The Aerodynamic Effects of Blade Pitch Angle on Small Horizontal Axis Wind Turbines

Abstract

Purpose The purpose of this paper is to thoroughly investigate the aerodynamic effects of blade pitch angle on small scaled horizontal axis wind turbines (HAWTs) using computational fluid dynamics (CFD) method to find out the sophisticated effects on the flow phenomena and power performance. Design/methodology/approach A small HAWT is used as a reference to validate the model and examine the aerodynamic effects. The blade pitch angle was varied between +2 and -6 degrees, angles which are critical for the reference wind turbine in terms of performance, and the CFD simulations were performed at different tip speed ratio values, lambda = 2, 3, 4, 5, 6, 7, 9 and 10.5 to cover the effects in various conditions. Results are examined in two different aspects, namely, general performance and the flow physics. Findings The power performance varies significantly according to the tip speed ratio; the power coefficient increases up to a certain pitch angle at the design tip speed ratio (lambda = 6); however, between lambda = 2 and 4, the more the blade is pitched downwards, the larger is the power coefficient, the smaller is the thrust coefficient. Similarly, for tip speed ratios higher than lambda = 8, the positive effect of the low pitch angles on the power coefficient at lambda = 6 reverses.

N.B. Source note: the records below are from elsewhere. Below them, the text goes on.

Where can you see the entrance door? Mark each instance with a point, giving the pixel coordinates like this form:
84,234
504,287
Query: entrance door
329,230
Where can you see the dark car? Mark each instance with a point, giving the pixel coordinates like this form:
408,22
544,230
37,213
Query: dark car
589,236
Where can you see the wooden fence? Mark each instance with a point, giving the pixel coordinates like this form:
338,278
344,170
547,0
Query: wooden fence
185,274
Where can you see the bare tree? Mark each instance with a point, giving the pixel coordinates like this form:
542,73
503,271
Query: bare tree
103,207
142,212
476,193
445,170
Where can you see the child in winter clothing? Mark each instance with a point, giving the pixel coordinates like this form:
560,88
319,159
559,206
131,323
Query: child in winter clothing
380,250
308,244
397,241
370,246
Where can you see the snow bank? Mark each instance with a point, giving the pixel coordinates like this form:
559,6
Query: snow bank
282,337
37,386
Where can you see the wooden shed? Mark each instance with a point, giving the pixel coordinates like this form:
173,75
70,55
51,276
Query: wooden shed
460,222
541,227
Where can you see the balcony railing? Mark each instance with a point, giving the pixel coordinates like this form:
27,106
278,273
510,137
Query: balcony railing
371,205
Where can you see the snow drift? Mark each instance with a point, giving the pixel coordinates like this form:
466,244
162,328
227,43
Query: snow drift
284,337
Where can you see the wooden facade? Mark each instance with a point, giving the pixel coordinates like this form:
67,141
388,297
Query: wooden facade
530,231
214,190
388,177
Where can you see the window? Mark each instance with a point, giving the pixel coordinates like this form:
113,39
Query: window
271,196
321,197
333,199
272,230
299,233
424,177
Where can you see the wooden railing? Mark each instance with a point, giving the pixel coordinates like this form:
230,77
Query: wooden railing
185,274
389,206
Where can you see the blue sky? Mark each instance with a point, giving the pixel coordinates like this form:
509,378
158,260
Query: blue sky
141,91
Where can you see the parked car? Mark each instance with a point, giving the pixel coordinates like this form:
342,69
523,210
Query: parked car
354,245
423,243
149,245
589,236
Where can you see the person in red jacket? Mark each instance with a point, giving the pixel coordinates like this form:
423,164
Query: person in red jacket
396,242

The flow separation location moves close to the leading edge at low tip speed ratios when the blade is pitched upwards and the also tip vortices become more intense. In conclusion, the pitch control can significantly contribute to the performance of small HAWTs depending on different conditions. Originality/value In the literature, only very little attention has been paid to the aerodynamic effects of pitch angle on HAWTs, and no such study is available about the effects on small HAWTs. The change of blade pitch angle was maintained at only one degree each time to capture even the smallest aerodynamic effects, and the results are presented in terms of the power performance and flow physics.